Other spam filtering judgements may be made using:

– Engagement rates. For example, if a (sender) mailbox has a high number of emails that are sent, not looked-at at then deleted, this could indicate low engagement (a sign of spam) and lead to an email being filtered out.

– Low mailbox activity. If an email box is rarely used apart from sending out large numbers of emails at once, this can be judged to indicate that it is a spam email account.

– Identification and reputation (a reputation score signalling how trustworthy your emails are) are often the main reasons why emails land in the inbox or the spam folder, not just the email’s content.

Getting Your Emails Past Spam Filters

Most of us, however, are not spammers and have legitimate marketing, business, and personal messages, sent with good intentions that we need to ensure at least reach their target, hopefully to get read. Ways that emails can beat spam filters include:

– Whitelisting : Since most major email providers (Google, Yahoo and Microsoft) automatically exempt whitelisted addresses from more scanning, ask known contacts to whitelist your email address in their spam filter, or to add your address to their contact list.

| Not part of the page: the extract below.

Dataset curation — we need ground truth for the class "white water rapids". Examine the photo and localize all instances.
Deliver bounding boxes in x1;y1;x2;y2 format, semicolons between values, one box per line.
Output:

– Use Sender Policy Framework (SPF) and DomainKeys Identified Mail (DKIM) and DMARC email authentication. For example, attaching DKIM signatures to an email (as an encrypted header), SPF records to link your emails back to the domain, and the DMARC protocol to protect your domain from unauthorised use e.g., spoofing are all (more technical) ways to indicate that your emails are not spam.

– Where possible, avoid using spam trigger words in the header and content of an email e.g., buy, ‘double your’, XXX, earn, cash bonus, etc. There are many large lists of spam trigger words online and the guiding principles are to avoid anything that is sensationalising or over-promising.

– Personalise emails e.g., with the recipient’s first name. This indicates that the email is less likely to be unsolicited.

– Avoid using odd formatting (to stand out), strange use of punctuation or strangely formatted fonts. All of these are common signs of spam.

– Keep your email deliverability rates high e.g., keep your email list clean (remove inactive users and invalid emails), make sure emails are compliant with current web laws, and add engaging text.

– Only provide links to reputable websites.

– Include an unsubscribe button/link in marketing emails.

– Pay attention to spelling and grammar – use spelling/grammar checkers, and proof-read emails.

– Make sure the ‘sent from’ name is easily recognisable e.g., your name and business name together.

What Does This Mean For Your Business?

The number of different factors that spam filters use to spot and isolate spam is, of course, good for us all, but can make it more challenging to design legitimate business emails that make it to their target. Paying attention to basic rules and checks (spelling, grammar, formatting, links, personalising, avoiding spam trigger words) and using a legitimate, well-maintained email account/platform with a clean list can provide a good basis for getting past spam filters. Looking into using SPF, DKIM and DMARC may also be worthwhile. It is important to get the best ROI in terms of time and money spent in creating and sending marketing and company communications emails and designing-in deliverability of emails is, therefore, vital.